„Man sollte immer träumen in Europa“

Zehnmal mehr Studenten als jetzt sollten im Ausland studieren, wünscht Luxemburgs Bildungsminister Biltgen

taz: Was könnten andere Staaten von Luxemburg in puncto Studentenaustausch lernen?

François Biltgen: Wir haben ein System, das auf Mobilität beruht. Wenn ein Luxemburger irgendwo studieren will, hat er Anrecht auf staatliche Unterstützung. Wir haben unseren Studenten den Zugang zu Universitäten im Ausland ermöglicht, ohne dass sie die dortigen Unterstützungen in Anspruch nehmen müssen. Und wir haben viele Kooperationsabkommen mit anderen Universitäten unterzeichnet. Aber auch für uns ist es unwahrscheinlich wichtig, dass wir auf unserer Universität Studenten anderer Länder aufnehmen.

Welche Vorteile zieht Ihr Land daraus? I

Sowohl die Durchschlagskraft der luxemburgischen Wirtschaft als auch die intellektuelle Fähigkeit des Luxemburger Systems haben viel dadurch gewonnen, dass unsere Elite in den verschiedensten Ländern studiert hat.

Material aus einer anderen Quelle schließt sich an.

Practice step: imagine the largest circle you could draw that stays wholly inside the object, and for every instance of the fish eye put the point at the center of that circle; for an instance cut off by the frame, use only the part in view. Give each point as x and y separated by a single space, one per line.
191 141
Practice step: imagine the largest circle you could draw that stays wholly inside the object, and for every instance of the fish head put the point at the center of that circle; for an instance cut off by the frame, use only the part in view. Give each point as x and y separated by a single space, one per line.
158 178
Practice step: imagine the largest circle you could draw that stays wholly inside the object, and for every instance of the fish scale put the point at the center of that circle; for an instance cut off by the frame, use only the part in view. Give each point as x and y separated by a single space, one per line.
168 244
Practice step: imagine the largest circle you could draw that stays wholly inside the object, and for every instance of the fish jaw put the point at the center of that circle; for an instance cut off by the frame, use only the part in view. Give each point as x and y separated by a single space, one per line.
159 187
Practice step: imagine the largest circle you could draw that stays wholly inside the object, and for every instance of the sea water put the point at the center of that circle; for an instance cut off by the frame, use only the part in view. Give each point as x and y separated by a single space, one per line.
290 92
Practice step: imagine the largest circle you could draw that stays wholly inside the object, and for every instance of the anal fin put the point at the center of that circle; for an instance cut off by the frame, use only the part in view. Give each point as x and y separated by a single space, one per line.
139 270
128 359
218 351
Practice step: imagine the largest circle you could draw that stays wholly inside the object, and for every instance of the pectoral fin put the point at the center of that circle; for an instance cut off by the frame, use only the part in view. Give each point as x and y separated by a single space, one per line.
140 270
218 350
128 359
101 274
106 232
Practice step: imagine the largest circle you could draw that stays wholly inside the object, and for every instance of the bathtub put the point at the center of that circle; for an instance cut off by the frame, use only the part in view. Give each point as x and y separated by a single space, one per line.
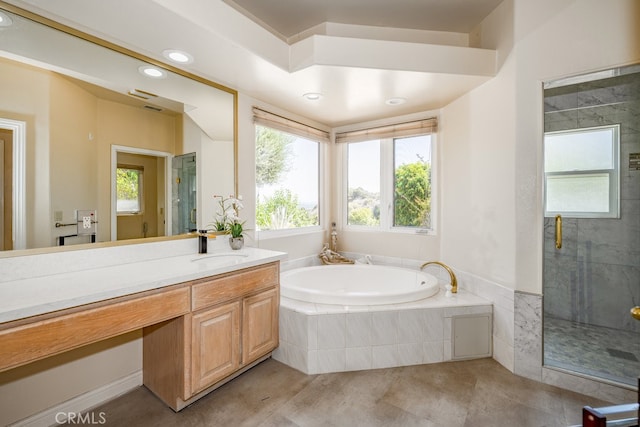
357 284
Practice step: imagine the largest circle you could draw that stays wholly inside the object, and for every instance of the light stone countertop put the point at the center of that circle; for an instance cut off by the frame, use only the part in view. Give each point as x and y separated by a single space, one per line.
39 295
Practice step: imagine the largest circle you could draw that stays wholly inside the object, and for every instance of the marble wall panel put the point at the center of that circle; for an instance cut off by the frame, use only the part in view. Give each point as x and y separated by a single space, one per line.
595 276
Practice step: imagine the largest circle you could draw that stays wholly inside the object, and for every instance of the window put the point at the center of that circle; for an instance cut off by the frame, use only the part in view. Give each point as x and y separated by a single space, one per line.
128 190
287 174
581 172
389 183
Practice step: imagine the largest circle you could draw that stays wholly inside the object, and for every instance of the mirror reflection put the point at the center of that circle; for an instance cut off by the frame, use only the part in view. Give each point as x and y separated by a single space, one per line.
93 149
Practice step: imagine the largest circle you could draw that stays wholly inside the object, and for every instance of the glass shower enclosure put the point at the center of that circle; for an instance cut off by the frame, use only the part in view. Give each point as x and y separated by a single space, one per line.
183 194
592 225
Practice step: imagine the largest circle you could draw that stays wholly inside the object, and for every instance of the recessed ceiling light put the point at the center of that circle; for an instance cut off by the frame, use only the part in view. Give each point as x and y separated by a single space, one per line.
154 72
178 56
312 96
395 101
5 20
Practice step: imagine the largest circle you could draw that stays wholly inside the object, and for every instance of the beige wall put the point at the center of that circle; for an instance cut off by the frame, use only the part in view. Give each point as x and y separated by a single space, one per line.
73 154
131 226
69 136
25 97
7 169
490 172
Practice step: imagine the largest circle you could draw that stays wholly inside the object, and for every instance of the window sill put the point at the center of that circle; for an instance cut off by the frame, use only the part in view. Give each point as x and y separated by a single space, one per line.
275 234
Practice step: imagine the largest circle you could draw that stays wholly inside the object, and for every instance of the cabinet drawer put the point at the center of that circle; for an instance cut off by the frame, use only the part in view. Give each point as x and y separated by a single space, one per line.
218 289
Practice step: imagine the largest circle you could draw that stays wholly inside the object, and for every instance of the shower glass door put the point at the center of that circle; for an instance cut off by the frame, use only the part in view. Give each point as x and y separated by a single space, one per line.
592 225
183 194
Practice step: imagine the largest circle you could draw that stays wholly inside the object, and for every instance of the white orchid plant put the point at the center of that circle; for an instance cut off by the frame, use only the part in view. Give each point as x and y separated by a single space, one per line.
228 215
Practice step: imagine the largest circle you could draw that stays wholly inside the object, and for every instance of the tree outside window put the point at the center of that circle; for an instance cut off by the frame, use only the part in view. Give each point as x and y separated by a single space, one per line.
128 190
287 180
401 165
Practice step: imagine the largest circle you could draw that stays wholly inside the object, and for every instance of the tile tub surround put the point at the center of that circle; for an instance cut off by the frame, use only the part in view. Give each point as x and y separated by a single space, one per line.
321 338
517 342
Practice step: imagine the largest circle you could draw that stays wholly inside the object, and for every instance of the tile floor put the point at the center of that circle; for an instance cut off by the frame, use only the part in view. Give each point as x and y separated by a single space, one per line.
592 350
470 393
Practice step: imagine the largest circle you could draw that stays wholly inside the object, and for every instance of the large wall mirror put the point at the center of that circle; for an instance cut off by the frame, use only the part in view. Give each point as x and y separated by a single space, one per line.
86 134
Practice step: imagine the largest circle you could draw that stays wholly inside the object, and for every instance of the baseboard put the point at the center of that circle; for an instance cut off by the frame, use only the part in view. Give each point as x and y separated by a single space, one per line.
82 403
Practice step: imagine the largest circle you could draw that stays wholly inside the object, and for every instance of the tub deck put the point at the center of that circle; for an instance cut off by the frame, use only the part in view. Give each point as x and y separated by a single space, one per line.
322 338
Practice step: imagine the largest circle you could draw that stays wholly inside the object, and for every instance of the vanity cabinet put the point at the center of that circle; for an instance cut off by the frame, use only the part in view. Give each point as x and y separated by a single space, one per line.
232 325
215 345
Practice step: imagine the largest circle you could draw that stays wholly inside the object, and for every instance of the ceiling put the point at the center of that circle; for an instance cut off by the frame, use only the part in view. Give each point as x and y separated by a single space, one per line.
290 17
362 53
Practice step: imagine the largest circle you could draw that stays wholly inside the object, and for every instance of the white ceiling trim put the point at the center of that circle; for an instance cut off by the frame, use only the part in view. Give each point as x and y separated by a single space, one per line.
398 56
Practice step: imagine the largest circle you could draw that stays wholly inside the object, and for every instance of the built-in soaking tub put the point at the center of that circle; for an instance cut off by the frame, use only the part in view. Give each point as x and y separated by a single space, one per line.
337 318
357 284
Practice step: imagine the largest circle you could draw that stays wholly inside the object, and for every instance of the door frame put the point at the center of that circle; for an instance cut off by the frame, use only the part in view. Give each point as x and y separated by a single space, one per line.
19 180
115 149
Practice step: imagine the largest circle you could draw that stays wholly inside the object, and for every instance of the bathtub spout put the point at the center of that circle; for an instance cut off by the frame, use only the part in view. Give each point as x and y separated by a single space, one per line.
327 256
454 281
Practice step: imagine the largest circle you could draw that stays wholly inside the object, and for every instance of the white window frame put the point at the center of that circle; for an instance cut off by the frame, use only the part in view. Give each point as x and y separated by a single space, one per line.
322 213
387 190
140 191
614 178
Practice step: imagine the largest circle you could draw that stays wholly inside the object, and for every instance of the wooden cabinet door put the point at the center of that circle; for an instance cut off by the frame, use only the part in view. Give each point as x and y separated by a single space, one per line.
259 325
215 340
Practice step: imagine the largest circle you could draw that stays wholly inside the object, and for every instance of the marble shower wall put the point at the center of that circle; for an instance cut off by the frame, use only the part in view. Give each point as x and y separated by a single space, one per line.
595 277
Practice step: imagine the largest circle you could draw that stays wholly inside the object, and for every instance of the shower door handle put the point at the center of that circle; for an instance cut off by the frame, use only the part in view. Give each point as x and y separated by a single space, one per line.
558 232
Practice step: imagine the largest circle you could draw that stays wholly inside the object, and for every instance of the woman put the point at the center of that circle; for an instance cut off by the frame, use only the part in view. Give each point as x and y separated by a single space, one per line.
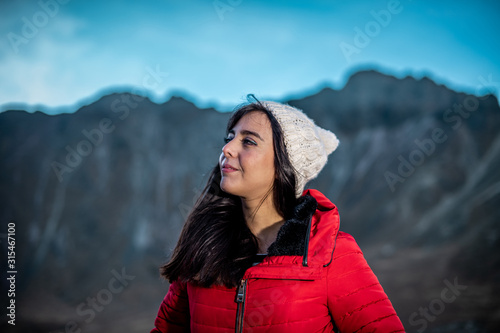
257 254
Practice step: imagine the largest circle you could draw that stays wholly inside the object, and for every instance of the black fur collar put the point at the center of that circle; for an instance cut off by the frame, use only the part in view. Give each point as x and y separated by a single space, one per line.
291 239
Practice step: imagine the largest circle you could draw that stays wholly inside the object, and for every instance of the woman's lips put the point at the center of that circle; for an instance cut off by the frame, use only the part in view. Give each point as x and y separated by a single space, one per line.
226 167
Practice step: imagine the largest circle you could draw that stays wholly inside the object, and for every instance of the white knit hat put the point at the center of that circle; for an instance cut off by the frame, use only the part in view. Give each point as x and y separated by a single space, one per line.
307 145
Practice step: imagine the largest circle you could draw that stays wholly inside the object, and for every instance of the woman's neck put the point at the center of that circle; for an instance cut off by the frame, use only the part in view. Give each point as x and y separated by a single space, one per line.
263 220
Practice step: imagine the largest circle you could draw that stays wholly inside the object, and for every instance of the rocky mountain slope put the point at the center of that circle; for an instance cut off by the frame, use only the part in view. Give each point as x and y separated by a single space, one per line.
103 192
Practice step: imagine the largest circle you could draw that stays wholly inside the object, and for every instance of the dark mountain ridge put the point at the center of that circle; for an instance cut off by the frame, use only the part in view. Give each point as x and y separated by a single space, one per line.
108 187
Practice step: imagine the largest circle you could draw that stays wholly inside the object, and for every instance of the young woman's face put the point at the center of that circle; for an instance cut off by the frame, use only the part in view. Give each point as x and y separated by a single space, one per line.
247 159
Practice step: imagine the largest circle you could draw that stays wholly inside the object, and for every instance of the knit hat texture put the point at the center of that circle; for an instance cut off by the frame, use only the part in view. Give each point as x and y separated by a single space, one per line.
307 144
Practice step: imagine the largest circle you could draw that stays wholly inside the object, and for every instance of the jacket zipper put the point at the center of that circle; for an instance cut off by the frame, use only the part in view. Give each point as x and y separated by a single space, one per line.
240 300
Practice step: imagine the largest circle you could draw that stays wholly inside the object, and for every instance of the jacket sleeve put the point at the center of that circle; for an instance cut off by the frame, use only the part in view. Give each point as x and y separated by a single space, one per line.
356 299
173 315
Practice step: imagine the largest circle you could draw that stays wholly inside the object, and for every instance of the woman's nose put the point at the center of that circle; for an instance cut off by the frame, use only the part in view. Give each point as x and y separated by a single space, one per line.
228 150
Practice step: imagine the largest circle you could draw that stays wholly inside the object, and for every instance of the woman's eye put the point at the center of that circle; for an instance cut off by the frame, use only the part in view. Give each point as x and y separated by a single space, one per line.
249 142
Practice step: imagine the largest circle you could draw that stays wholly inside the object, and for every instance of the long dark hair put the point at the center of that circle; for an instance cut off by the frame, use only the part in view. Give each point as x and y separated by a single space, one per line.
215 245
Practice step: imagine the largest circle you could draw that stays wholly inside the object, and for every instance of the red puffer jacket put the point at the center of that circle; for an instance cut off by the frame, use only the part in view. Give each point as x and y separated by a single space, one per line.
314 279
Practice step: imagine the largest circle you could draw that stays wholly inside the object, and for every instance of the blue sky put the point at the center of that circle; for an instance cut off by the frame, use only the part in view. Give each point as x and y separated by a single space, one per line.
58 54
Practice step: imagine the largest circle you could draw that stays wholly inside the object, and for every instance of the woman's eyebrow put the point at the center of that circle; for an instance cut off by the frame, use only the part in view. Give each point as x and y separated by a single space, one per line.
247 132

Die EU-Staatschefs haben in Lissabon vereinbart, die EU bis 2010 zum wissensbasierten Wirtschaftsraum zu entwickeln. Was bedeutet das für die Mobilität der europäischen Studierenden?

Man sollte immer träumen in Europa. Ich glaube, es wäre wichtig, dass wir in zehn Jahren zehn Prozent Mobilität in Europa haben. Und dabei sollten wir uns nicht nur auf Erasmus konzentrieren.

Hat Erasmus abgewirtschaftet?

Bei all seinen Mängeln – Erasmus hat den großen Vorteil, dass es das Programm überhaupt gibt. Ich weiß nicht, ob es wirklich klug wäre, Erasmus total umzustülpen.

Aber nur ein Prozent der Studierenden nimmt am Programm teil.

Das ist wenig, aber das ist eine Frage des Haushaltes. Ich denke, dass wir eine Reihe von guten Argumenten finden, damit Erasmus mehr Geld bekommt.

Liegt es nur am Geld?

Erasmus müsste auch Universitäten unterstützen, damit sie Studenten aufnehmen. Das Mobilitätsprogramm ist zu stark darauf orientiert, Universitäten dabei zu unterstützen, ihre Studenten auf andere Universitäten ziehen zu lassen. Zweitens sollten Studenten, die im Ausland studieren, weiterhin Anrecht auf ihre nationalen staatlichen Beihilfen haben. Man könnte das aber mittels gegenseitiger Abkommen regeln, vorausgesetzt, die einzelnen Länder machen mit.

Wieso erwarten Sie Widerstand?

Die Bildungsminister sind sich meistens einig, aber besser ist es, wenn sie auch die Unterstützung ihrer Finanzminister haben.

Im Juni endet die Luxemburgische Ratspräsidentschaft. Welche bildungspolitischen Ziele sollen bis dahin noch erreicht werden?

Es geht uns sehr darum, dass die Staaten das Ziel der Europäischen Kommission, 1,14 Prozent des Bruttoinlandsprodukts in Forschung und Entwicklung zu investieren, umsetzen. Wir hoffen noch zu einer Vereinbarung zu kommen, die zwischen beiden Extremen liegt. Es gibt nämlich einige Länder, unter ihnen Deutschland, die auf einem Prozent festkleben. Dann sind viele europäische Träume sehr schnell ausgeträumt.